Then $S = X$! Because otherwise, if $S^c$ was nonempty, then $X = S \cup S^c$ partitions $X$ into two nonempty disjoint open subsets (note that $S^c$ is open since $S$ is closed).

Similar to the “marching” analogy from before, I like to view this form of topological induction as a kind of diffusion process. We have a source of water at $x_0 \in S$, which spreads throughout our space - both via “ordinary induction” using openness, and via “strong induction” using closedness. So long as our space is connected, water eventually covers it all!

This is a generalisation since real induction is a form of topological induction:

  • The base case of $S$ being nonempty is the same in both cases.
  • $S$ being open corresponds to $(x - \epsilon, x + \epsilon) \subset S$ for some $\epsilon > 0$ whenever $x \in S$, meaning $[x, x + \epsilon) \subset S$.
  • $S$ being closed corresponds to $[a, y) \subset S \implies y \in S$.

Looking Ahead

Here’s a list of directions you can go in:

  • There are ways to frame applications of connectedness as a kind of “induction” proof - that a connected locally path connected space is path-connected, or that a continuous image of a connected space is connected.
  • Another equivalent formulation of connectedness is “chain connectedness”, which states that if $X$ is connected and $\bigcup_{i \in I} U_i = X$ is an open cover, then any two points $x, y \in X$ are connected by a finite “chain” $x \in U_{i_0}, U_{i_0} \cap U_{i_1} \neq \emptyset, \dots, U_{i_{n - 1} } \cap U_{i_n} \neq \emptyset, y \in U_{i_n}$ of open sets from the cover. This is better suited to using connectedness as a “local to global” translation, where you can deduce something holds everywhere by showing it holds locally and that you can patch sets on which it holds together.
  • It’s also possible to view compactness as a similar kind of “induction principle” - see this post for more details.
  • The style of “real induction” also generalises nicely to transfinite induction over ordinals, where the “ordinary induction” step becomes proving truth for successor ordinals, and the “strong induction” step becomes proving truth for limit ordinals.
  • This arxiv paper goes into significantly more detail on the applications of real induction - https://arxiv.org/pdf/1208.0973.pdf.
  • You may have noticed I did a little bait-and-switch by equating “induction on predicates” with “induction on subsets”. Strictly speaking, the former is first-order induction while the latter is second-order induction and is stronger.
  • Sometimes induction doesn’t even respect the usual order! Cauchy’s proof of the AM-GM inequality uses a kind of “forward-backward induction” where he establishes its truth for all powers of $2$, and then works backwards from there.

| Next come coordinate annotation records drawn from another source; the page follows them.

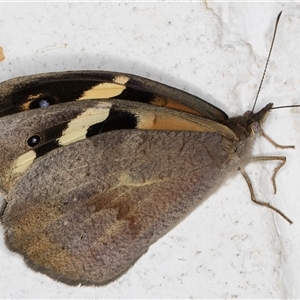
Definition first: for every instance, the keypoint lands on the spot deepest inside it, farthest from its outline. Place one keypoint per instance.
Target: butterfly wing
(85, 212)
(30, 92)
(87, 218)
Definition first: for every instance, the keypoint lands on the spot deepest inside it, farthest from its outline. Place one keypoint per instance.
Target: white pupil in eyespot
(34, 140)
(44, 103)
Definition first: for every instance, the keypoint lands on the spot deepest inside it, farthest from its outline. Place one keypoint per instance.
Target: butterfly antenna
(267, 62)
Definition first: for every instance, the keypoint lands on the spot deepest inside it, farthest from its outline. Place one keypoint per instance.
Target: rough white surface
(229, 247)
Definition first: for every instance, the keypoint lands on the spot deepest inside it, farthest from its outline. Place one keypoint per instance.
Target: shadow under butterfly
(96, 166)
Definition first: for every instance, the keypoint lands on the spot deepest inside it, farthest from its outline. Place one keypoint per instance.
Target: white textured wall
(228, 247)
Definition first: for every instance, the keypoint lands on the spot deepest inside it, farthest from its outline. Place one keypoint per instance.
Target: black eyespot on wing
(116, 120)
(34, 140)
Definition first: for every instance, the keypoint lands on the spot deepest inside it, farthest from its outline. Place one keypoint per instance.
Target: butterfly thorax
(248, 124)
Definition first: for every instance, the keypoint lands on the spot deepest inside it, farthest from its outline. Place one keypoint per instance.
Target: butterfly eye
(34, 140)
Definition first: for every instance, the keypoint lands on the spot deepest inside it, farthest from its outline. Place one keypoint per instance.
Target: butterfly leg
(245, 175)
(282, 160)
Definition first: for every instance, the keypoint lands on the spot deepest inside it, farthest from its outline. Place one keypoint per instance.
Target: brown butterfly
(96, 166)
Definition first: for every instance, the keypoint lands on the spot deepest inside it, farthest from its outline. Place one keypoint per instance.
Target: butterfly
(96, 166)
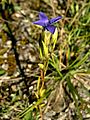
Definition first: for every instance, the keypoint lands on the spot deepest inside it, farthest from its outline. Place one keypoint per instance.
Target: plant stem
(13, 40)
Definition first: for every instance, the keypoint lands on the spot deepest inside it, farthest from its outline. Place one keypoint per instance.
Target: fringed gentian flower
(47, 24)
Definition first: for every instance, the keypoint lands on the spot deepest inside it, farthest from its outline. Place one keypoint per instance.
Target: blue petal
(51, 28)
(42, 16)
(53, 20)
(39, 22)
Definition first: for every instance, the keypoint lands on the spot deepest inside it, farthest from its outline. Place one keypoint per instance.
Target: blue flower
(47, 24)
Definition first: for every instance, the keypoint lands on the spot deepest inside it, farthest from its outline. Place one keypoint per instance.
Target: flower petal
(53, 20)
(51, 28)
(42, 16)
(39, 22)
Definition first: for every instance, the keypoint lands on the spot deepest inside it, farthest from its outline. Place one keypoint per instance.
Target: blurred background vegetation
(50, 86)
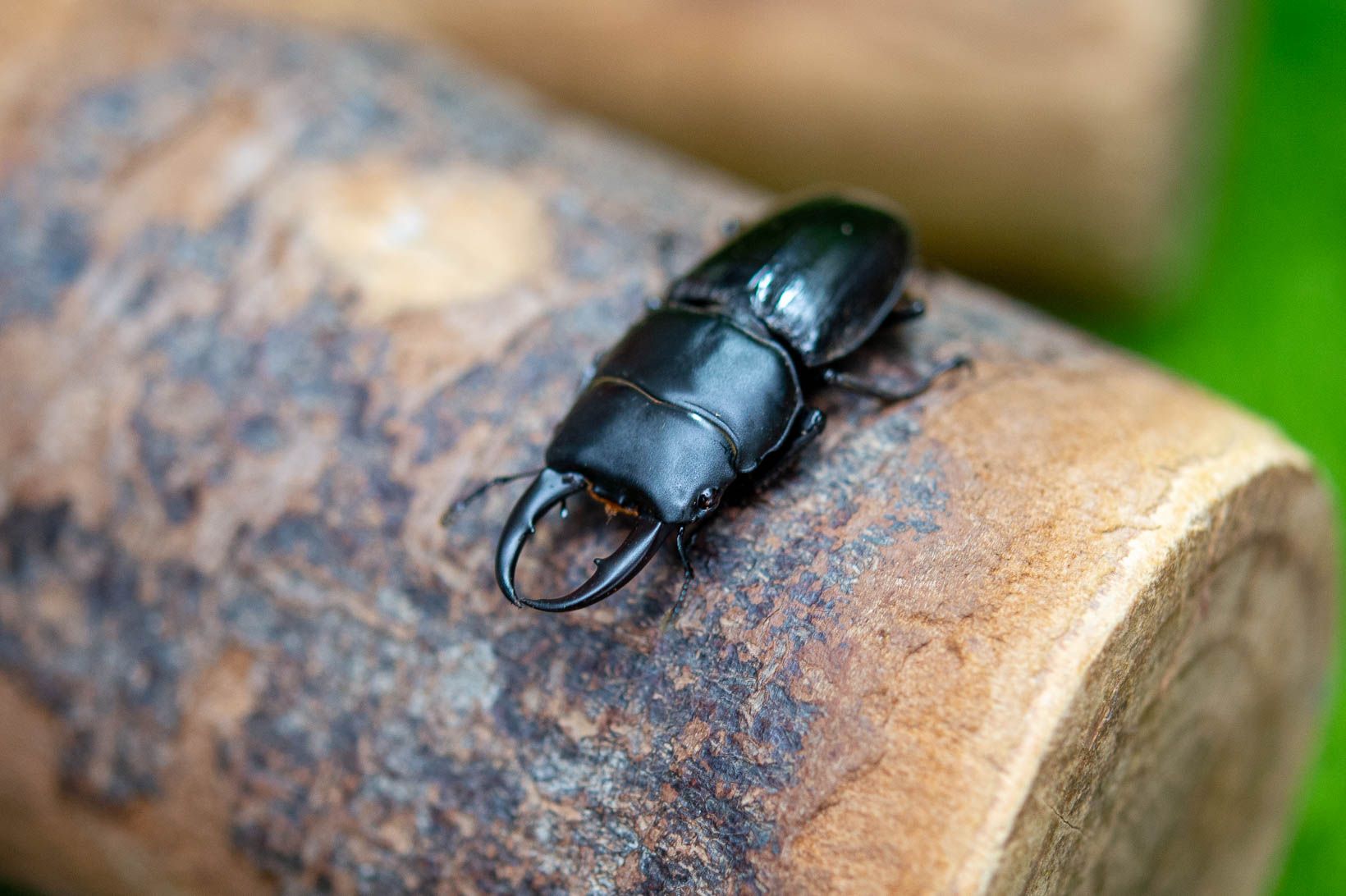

If I were to adapt my lecturer’s quote to encompass these more general formulations of induction, I might try:

If you want to prove $P(x)$, don’t consider it in isolation. Consider how $x$ relates to other objects $y$, and whether you can leverage the truth of $P(y)$ to deduce $P(x)$.

Indeed, if $x$ ranges over an infinite set $X$, you can’t just provide a separate proof of $P(x)$ for every $x \in X$. There isn’t enough ink in the universe to write all of that down! We need some kind of uniformity or pattern in the reason that $P(x)$ is true, and/or a way to relate $P(x)$ and $P(y)$ to each other if $x$ and $y$ are related in some way. Of course, this focus on “relationships between objects” is a cornerstone of category theory :)